Wednesday, August 20, 2008

Taste and propriety and the law

This has been bubbling through the local media for some months now. It centres on one man - an self-promoted "pornographer", his annual trade fair and the proting "street parade" otherwise known as "Boobs on Bikes".

The City Fathers (or perhaps that should now be "Mothers") have gotten themselves painted into the corner marked "Moralism and Propriety". Nothing wrong with that, I hear you say and I might agree.

Granny Herald reports this morning that the City Mothers do not have the right to stop the "BoB" parade.
Judge Nicola Mathers yesterday dismissed Auckland City Council's case for a court injunction to stop pornographer Steve Crow holding the event.
...
Judge Mathers said it was not a court of morals and it was her job to stick to the law.

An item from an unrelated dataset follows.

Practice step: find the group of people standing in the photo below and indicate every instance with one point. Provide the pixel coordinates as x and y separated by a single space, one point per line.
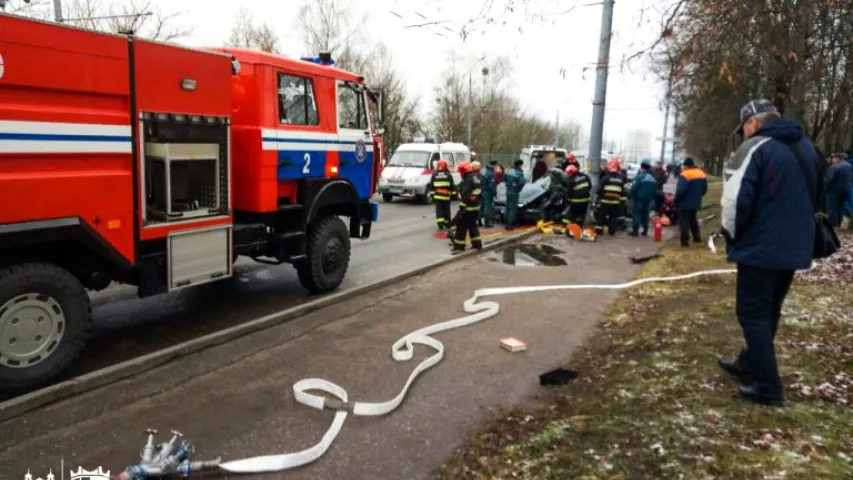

The case boiled down to a new council bylaw and a council decision to turn down a permit for the parade on the grounds it was "offensive".

Judge Mathers said she took into account the attitude of the police in not opposing the parade, the lack of any public disorder and the fact 80,000 to 100,000 had voted with their feet and watched the parade.

"[That] leads me to the view that the bylaw is uncertain and or unreasonable in the way it refers to offensive," she said.

That's right, the ruling against the City Mothers was made by a woman.

It is not the ruling that is the problem here, nor is it the parade itself (I will NOT be going BTW - it is not one bit a probligo thing; tasteless in my opinion).

There is a forked tongue in here. There are two standards being applied.

The leading light against the parade is one Cathy Casey.

I wonder if she would support women breastfeeding their babies in a cafe or restaurant as fervently as she opposes the BoB parade?